Each site gives the “Haunting”, followed by the “History”. In most cases, the history is twice or three times longer than the haunting. Any quotes from potential witnesses are in small italic print that is difficult to read.
Several chapters mention male ghosts, or even groups, but I was disappointed in the lack of actual Women in White. The book promises “29 tales…dominated by the wispy trails of strange female spirits…” That just isn’t so. I would call Women in White a history book with a few ghosts thrown in.
If you’re looking for some spooky sites to visit in northeastern Florida, Women in White will give you 29 places to check out, and information on possible ghostly activity. But if, like me, you’re looking for first-hand accounts of women in white, you may be disappointed.
- Shari Donaldson
Afterlife – What Really Happens on the Other Side, Barry R. Strohm, Schiffer Publishing, Ltd., Atglen, PA, 2014, 176 pp. $16.99.

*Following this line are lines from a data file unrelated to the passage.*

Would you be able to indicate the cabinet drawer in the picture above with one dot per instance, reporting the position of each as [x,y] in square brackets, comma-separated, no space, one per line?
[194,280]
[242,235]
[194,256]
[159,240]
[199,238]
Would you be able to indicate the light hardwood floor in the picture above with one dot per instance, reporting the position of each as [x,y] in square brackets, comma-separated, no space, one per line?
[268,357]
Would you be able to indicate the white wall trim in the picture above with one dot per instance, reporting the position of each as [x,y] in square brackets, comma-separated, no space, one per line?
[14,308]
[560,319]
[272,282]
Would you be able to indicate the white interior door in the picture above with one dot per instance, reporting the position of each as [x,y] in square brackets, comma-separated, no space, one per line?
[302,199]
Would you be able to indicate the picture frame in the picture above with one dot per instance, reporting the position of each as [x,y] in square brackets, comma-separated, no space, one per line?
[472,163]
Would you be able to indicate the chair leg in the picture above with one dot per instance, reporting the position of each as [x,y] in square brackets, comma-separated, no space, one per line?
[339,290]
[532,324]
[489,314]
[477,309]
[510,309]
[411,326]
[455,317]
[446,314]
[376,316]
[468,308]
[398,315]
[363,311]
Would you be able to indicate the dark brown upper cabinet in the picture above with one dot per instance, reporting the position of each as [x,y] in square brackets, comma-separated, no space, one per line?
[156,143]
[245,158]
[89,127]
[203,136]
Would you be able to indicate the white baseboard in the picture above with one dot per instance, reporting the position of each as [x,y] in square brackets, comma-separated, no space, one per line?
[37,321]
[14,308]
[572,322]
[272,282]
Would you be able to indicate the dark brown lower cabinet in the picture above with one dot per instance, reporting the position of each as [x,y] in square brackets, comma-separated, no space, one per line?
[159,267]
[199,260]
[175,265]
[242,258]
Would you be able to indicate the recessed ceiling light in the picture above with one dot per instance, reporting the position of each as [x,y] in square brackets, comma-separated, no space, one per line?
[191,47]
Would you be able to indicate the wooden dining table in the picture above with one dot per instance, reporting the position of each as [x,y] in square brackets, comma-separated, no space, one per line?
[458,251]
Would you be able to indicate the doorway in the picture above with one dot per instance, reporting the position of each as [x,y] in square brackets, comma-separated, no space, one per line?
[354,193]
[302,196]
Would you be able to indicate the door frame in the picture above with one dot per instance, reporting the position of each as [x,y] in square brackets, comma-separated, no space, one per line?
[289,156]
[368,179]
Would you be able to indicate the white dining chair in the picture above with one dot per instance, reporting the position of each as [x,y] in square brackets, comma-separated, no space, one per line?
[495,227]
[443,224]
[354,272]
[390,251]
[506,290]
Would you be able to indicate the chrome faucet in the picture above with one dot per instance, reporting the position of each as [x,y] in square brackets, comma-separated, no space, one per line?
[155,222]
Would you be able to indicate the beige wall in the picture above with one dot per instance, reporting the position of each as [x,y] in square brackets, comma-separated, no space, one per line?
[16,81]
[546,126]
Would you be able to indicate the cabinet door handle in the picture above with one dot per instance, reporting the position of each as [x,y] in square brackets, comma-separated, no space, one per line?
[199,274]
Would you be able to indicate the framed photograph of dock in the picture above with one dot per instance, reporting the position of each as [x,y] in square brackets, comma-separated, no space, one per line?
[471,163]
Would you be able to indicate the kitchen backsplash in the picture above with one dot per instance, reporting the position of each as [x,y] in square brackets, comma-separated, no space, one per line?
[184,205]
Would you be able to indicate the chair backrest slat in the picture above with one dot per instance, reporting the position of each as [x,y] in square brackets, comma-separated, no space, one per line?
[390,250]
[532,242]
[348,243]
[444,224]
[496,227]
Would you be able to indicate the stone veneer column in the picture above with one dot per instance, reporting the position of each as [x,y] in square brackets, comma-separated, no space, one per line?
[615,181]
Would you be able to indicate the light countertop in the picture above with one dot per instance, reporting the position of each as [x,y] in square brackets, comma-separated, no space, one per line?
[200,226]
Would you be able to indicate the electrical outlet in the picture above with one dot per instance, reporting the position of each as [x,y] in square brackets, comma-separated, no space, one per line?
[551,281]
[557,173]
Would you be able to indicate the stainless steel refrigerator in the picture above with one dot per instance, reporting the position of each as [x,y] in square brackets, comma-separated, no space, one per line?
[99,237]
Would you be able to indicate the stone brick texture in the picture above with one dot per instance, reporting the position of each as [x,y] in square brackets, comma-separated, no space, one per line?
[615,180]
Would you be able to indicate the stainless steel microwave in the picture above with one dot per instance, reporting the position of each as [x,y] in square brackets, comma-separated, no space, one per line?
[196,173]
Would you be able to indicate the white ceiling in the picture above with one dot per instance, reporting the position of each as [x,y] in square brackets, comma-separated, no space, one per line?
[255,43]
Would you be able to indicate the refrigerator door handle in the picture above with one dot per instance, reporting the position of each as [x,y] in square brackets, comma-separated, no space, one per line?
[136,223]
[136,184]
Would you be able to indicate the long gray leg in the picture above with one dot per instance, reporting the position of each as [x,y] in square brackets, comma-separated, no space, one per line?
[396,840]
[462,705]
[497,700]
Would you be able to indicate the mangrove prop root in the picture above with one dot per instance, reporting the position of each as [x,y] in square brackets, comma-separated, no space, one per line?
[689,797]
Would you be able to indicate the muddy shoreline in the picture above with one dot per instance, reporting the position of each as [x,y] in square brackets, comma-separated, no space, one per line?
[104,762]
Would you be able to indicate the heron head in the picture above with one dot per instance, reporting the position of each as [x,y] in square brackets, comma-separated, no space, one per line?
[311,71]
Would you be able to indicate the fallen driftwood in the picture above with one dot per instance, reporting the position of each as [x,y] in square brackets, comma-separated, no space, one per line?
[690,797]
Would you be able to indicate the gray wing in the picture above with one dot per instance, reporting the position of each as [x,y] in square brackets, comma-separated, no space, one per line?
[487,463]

I think we’ve all lost someone near and dear to us, and we wonder what happens when they leave us.
Afterlife has true stories of contact and communication with spirits. As the jacket explains, it includes “the mysteries of earthbound ghosts, reincarnation, Heaven, Hell, messages from Spirit Guides, the concept of preordained events, and much more.” That sounds like an awful lot, but it’s well worth reading all of it. Author Barry R. Strohm very conversationally relates his experiences with clairvoyant Barbara Lee as they use tools such as a spirit board, ghost box, pendulum and clairvoyant messaging to contact departed souls and Spirit Guides. The book includes photos of orbs, angels, apparitions, ghost animals and even fairies.
You don’t have to believe in life after death to enjoy Afterlife – What Really Happens on the Other Side. Those who do believe will find solace in the pages as Barry shows that there is more beyond our physical lives than we imagine. Those who have had “strange experiences” will be comforted as Barry helps them understand what they’ve experienced. Skeptics may see the experiences in the book as delusions, but I encourage you to look at it as “what if” we could contact those we’ve loved and lost. Those who want to learn how to communicate with the departed, and with their Spirit Guides, will find quite techniques to help.
Afterlife – What Really Happens on the Other Side is an easy read, and very engaging. Once you start reading, you’re unlikely to put it down.
Whether you believe in the afterlife or not, I’m sure you’ll find the book entertaining and informative. I highly recommend it to anyone interested in learning more about what happens after death, and how to communicate with those who have gone before us.